Дементоры волнуются. Один из посетителей ничего им не даст: в душе у него словно все выгорело, ни жалости, ни радости, ни надежды — ничего не осталось. Дементоры слепы, а еще не умеют чувствовать и понимать чувства, иначе, возможно, заподозрили бы что-то: человек произносит теплые слова, он очень нежно и заботливо обнимает жену, но в душе у него нет тепла.
В душе второго посетителя — просто буря чувств. Он очень слаб, едва живой, но душу его переполняет надежда и какая-то безумная радость, которую даже его слабость не может уничтожить. Дементоры не видят, но понимают: в радости второго нет света, только безумие, но им все равно, что бы ни было — любую радость они отнимут.
— Осторожней… не упади, осторожней, дорогая.
Дементоры не видят и не понимают чувств, а заключенные, хоть и видят, не знают о том, что чувствуют эти двое. Многие прильнули к решеткам на дверях и не сводят глаз с проходящих мимо мистера и миссис Крауч. Он почти несет свою жену, а она уже и говорить ничего не может, не то что двигаться самостоятельно. Голова лежит на плече мужа, одна рука полуобнимает его за шею, другая бессильно свесилась. Женщина даже не может обернуться, чтоб в последний раз посмотреть на сына. Впрочем, и он, наверное, слишком слаб, чтоб подойти к решетке на двери.
— Не плачь, милая. Держись. Мы скоро выйдем. А потом аппарируем домой.
Беллатрикс усмехается, глядя, как Крауч уводит свою умирающую жену.

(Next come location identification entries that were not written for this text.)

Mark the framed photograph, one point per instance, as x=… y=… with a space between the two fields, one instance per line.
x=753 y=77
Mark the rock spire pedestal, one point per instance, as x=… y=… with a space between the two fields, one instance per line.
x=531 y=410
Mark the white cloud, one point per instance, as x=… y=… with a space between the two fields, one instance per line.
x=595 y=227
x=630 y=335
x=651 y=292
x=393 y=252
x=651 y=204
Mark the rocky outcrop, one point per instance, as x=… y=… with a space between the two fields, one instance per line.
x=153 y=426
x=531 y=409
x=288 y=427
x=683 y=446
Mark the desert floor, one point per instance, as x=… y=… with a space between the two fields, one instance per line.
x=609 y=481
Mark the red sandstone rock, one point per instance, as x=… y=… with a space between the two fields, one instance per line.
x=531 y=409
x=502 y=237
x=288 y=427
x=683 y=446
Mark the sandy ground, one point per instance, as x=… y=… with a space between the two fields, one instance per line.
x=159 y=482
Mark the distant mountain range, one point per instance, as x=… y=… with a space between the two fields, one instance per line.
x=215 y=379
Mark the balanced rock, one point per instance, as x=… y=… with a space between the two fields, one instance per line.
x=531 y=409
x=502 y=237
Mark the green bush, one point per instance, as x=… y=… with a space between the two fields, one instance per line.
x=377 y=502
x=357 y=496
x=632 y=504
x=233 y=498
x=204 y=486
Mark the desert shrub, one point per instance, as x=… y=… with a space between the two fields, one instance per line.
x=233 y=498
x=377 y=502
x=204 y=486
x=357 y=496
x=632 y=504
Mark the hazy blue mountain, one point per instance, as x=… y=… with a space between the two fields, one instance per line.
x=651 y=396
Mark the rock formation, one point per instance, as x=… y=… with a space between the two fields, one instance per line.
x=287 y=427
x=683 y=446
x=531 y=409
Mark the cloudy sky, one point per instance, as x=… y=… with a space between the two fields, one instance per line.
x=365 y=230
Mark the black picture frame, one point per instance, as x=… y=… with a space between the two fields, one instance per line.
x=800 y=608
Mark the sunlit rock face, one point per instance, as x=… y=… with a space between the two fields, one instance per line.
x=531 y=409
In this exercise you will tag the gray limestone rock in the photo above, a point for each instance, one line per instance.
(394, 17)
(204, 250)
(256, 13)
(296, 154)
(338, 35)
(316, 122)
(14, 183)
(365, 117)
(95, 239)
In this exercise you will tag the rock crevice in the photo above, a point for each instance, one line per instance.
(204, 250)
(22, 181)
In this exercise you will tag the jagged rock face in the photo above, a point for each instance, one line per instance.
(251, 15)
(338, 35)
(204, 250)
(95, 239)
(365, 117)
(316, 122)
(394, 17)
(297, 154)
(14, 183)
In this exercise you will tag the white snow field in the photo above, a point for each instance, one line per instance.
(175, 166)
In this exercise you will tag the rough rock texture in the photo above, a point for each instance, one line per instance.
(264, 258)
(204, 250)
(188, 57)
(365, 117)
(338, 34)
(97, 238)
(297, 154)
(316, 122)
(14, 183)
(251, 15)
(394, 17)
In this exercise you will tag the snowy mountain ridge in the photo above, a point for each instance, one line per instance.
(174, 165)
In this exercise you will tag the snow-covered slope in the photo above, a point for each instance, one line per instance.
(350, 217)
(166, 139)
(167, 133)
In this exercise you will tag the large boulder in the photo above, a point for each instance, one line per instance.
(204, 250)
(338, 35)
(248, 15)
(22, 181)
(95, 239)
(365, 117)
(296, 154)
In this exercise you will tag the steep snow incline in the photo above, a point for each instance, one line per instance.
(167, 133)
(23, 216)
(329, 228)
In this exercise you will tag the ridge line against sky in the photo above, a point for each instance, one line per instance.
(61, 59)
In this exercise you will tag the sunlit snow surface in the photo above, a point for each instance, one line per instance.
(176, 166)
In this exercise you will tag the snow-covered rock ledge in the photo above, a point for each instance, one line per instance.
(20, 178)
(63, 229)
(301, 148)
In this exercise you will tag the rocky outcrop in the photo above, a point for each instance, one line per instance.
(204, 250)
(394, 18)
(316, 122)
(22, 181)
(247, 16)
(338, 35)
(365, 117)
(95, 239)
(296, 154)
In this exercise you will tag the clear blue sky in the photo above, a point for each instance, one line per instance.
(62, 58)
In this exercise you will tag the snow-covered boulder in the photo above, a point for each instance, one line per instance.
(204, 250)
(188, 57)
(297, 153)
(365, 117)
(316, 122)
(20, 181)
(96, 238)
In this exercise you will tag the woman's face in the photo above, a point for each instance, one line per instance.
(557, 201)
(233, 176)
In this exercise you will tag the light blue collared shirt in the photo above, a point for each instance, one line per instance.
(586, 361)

Дементоры редко подходят к ее камере — слишком мало радости в этой женщине, слишком много ярости и желания отомстить. Вот разве что ее безумная надежда… но если можно отравиться чужими чувствами, то именно такими.
В глазах Сириуса странное выражение: сейчас он не может испытывать ненависть к Краучу, слишком сильна жалость к мальчишке, оставшемуся умирать в камере, куда его отправил собственный отец, и к этой хрупкой женщине, которой так не повезло стать женой чудовища… Сириус сжимает прутья решетки. Не просто женой — любимой. Иначе Крауч не стал бы ее успокаивать и поддерживать. Может, он просто ждал бы, пока она наберется сил, чтоб выйти самой.
Дементоры волнуются: заключенный из этой камеры редко отдает им свои чувства, его переполняет жажда мести, а это им совершенно не подходит. Но сейчас у него откуда-то жалость… Дементоры волнуются — у этого заключенного много сил, и их приятно отнимать.
— Держись, любимая, держись. Не думай ни о чем, сейчас… мы почти вышли.
Голос Крауча звучит немного странно. У заключенных слишком мало сил, чтоб думать об этом, но на самом деле ему словно тяжело проговаривать слова, они словно чужие, он словно говорит их не своей жене, которую выводит сейчас из Азкабана, а кому-то другому…
— Мы уже вышли. Обними меня, обними… да, вот так… сейчас аппарируем домой. Не плачь, не надо…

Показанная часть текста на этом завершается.